NASA will launch the first of three final space shuttle missions next week, sending the shuttle Discovery on its last flight on a long-delayed cargo run to the International Space Station, officials said on Friday.
Liftoff of the Discovery, NASA's senior spaceship, is targeted for Thursday at 4:50 p.m. (2150 GMT) from the Kennedy Space Center.
Problems with the ship's fuel tank have kept the mission on hold since November. An unrelated hydrogen leak forced NASA to cancel a launch attempt on Nov. 5.
Technicians then discovered a crack in the insulating foam that covers the shuttle's fuel tank, a potentially serious safety issue.
"The teams have done a great job. I think we're ready to go next week," Bill Gerstenmaier, NASA's associate administrator for space operations, told reporters.
In 2003, space shuttle Columbia was damaged by a piece of foam insulation that fell off the tank and hit the ship's wing during liftoff. The shuttle broke apart as it flew through the atmosphere for landing 16 days later, killing all seven crewmembers aboard.

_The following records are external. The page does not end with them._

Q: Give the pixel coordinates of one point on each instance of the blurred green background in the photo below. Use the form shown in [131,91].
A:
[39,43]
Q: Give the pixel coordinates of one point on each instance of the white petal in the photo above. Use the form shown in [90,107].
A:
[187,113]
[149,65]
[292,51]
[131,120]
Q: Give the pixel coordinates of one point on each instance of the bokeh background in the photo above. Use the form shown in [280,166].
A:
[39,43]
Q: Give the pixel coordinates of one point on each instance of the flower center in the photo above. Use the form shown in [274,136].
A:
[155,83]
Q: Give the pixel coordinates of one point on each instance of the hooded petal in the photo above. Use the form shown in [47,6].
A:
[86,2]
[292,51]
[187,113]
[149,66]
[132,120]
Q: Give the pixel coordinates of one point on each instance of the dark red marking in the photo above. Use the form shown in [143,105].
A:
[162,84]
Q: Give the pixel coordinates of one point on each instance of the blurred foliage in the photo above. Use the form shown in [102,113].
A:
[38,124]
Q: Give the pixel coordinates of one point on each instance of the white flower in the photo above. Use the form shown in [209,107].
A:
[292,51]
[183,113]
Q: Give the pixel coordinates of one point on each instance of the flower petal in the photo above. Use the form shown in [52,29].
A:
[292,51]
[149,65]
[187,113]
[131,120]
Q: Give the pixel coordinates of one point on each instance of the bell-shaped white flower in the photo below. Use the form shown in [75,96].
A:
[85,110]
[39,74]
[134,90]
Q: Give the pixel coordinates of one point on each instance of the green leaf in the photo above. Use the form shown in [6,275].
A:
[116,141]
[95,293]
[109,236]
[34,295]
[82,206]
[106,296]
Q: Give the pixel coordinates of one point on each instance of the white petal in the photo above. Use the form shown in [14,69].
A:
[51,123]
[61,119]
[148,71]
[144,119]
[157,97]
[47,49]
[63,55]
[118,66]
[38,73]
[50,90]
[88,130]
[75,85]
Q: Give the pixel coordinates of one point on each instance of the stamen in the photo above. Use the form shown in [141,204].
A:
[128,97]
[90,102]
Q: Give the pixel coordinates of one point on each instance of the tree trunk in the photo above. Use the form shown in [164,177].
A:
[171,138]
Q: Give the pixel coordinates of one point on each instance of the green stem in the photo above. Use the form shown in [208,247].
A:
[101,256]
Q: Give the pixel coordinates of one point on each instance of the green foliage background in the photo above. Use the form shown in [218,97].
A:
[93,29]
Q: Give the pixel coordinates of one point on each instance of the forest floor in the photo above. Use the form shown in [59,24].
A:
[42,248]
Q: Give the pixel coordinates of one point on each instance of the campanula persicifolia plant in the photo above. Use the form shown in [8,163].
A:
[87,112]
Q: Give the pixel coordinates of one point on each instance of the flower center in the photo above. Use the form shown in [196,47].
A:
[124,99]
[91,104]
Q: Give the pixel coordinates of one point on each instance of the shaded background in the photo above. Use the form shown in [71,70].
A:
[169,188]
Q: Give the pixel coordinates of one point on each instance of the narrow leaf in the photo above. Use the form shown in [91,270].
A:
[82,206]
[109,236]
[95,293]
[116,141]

The crack in Discovery's insulation proved more than skin deep. Engineers discovered cracking in underlying support beams that provide structure between the tank's liquid hydrogen and liquid oxygen compartments.
NASA worked on the problem for two months before determining that a slight defect in the batch of aluminum-lithium used to manufacture the tank's beams was the root cause. Technicians repaired the cracks and reinforced the beams.
The shuttle will be carrying an Italian-made storage room that will be added to the $100 billion space station, a project of 16 nations nearing completion after 12 years of construction.
The shuttle also will deliver food, science equipment and supplies for the six crewmembers aboard the station and a prototype humanoid robot.
Two spacewalks are planned during Discovery's weeklong stay at the station.
The 30-year-old shuttle program is ending due to high operating costs and to free up funds to develop rockets and spaceships that can fly beyond the station's 220-mile-high (355-km) orbit.
The Obama administration wants to spur private companies to get into the space taxi business, freeing NASA to focus on deep space exploration and new technology development.